The Christmas market is called Christkindlmarkt or Weihnachtsmarkt, and you’ll discover the larger ones in Frankfurt, Berlin or any of the bigger German cities and towns. But almost every town will have at least one small market where you can get many treats. The most famous Christkindlmarkt is in Nuremberg, and this one is also one of the oldest, dating back to around 1628.

German Christmas time starts early in December. At times you’ll even find holiday activities begin at the end of November. On December 5th, you may see shoes or boots outside the doors of homes. The next day is Nikolaustag, or Saint Claus Day, and if the child was good, he or she will find presents. If they were bad, they may only find a rod. :-)

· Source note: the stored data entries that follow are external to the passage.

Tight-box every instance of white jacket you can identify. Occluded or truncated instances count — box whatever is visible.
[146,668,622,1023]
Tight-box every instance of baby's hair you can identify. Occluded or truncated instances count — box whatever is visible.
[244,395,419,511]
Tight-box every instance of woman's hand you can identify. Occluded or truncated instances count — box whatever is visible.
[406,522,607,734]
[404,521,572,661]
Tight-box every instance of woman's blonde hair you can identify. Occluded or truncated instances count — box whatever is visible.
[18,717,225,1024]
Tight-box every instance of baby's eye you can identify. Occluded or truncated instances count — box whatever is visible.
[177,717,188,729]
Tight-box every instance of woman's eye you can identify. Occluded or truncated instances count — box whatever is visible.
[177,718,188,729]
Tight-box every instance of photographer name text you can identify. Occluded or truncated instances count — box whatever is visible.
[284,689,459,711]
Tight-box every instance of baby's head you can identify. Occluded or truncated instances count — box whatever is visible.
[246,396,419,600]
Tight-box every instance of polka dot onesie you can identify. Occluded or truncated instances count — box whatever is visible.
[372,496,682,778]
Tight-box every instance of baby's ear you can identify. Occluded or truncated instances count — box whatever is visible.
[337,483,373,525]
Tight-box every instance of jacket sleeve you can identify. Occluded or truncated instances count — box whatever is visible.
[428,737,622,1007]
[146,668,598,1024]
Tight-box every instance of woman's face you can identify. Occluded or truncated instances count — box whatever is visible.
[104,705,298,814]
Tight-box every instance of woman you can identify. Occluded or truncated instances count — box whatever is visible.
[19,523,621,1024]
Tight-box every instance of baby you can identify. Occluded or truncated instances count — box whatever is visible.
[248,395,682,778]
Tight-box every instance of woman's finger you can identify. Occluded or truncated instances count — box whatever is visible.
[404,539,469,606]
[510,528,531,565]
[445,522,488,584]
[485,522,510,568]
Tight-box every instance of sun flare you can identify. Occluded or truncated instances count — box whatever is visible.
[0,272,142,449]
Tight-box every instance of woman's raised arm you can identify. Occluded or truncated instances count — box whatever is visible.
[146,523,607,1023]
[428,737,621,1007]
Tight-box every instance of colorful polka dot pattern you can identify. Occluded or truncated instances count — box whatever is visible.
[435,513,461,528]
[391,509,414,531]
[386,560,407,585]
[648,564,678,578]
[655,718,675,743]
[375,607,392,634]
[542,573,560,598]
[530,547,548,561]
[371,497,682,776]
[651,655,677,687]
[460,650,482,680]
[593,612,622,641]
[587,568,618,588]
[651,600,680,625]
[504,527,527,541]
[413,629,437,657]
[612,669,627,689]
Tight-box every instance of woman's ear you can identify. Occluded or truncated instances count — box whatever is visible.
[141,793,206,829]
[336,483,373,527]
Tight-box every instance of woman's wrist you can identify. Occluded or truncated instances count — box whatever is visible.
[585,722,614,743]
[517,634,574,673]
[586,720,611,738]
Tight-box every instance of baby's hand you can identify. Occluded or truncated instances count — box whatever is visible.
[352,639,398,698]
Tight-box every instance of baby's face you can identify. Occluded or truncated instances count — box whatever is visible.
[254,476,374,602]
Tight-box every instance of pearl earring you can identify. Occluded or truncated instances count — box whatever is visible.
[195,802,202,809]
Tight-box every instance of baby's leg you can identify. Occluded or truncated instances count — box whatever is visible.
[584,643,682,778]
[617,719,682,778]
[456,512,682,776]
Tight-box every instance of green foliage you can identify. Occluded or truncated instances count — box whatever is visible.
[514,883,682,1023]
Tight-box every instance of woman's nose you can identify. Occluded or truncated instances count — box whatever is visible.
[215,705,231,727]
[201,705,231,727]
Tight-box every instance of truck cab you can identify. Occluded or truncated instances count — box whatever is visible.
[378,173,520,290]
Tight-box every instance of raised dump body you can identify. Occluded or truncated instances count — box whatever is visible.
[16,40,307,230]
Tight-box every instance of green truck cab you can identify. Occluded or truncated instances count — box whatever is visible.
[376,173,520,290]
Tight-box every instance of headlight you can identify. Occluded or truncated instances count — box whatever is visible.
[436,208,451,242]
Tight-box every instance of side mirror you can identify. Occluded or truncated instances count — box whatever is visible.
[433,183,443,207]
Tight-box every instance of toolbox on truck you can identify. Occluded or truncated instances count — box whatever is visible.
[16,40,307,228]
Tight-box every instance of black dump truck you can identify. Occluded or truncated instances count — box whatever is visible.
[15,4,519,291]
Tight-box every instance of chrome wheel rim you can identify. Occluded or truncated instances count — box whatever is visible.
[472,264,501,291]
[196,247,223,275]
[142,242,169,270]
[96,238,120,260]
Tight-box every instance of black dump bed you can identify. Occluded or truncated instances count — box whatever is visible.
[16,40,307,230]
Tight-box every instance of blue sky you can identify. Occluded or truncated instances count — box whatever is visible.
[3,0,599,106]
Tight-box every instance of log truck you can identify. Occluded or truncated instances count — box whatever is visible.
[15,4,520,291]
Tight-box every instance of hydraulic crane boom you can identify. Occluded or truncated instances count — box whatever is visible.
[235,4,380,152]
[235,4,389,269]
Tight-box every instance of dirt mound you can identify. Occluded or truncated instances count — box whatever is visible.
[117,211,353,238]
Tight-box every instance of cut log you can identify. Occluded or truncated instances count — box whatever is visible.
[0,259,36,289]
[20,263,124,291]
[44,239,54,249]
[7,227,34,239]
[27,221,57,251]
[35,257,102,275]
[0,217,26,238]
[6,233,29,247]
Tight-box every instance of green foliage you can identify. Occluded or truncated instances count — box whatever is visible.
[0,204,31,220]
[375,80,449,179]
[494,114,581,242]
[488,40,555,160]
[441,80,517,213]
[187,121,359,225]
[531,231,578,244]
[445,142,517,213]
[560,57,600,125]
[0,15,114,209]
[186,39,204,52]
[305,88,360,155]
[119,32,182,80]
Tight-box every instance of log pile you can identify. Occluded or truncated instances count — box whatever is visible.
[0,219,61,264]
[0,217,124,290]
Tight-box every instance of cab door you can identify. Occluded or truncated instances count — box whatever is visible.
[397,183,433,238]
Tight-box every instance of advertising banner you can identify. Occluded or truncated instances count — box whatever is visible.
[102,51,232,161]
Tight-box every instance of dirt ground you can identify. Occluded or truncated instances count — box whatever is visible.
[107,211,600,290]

On the evening of the 6th, the German Christmas preparations begin in earnest, with much baking being done. Folks will often make time to create their own gifts and decorations at this time.

Around the 20th of December, on or near the winter solstice, some celebrate Thomasnacht. If you see a woman running outside to hug a tree, know that this is to bring a good harvest for the coming year. ;-)

At Christmas in Germany, the 24th of December is the most important day of the holiday. The tree is often decorated at this time. After a filling and delicious dinner everyone waits for Weihnachtsmann (Santa) who brings the gifts.

Christmas Eve is also considered to be an important time to enjoy great food. The common belief is that someone who doesn’t eat well on this night will be haunted by demons after going to bed. So a person should feel obligated to take part in feasting on some macaroni salad, sausage and suckling pig.

When the Christmas tree is decorated, it stands as a beautiful creation for the children’s joy. The mother of the family will place candy, cookies, apples, tinsel and nuts on its branches to amaze the kids when they are finally allowed to view it.

On the 25th and 26th of December, most Germans spend these days visiting friends and family as the traditional activity. It’s a time of love and peace throughout the country, and a time to enjoy a family holiday like no other.

If you have the opportunity to visit Germany over the Christmas holidays, you’ll find a wealth of fun and tradition. You can experience an old-fashioned German Christmas that the whole family won’t soon forget.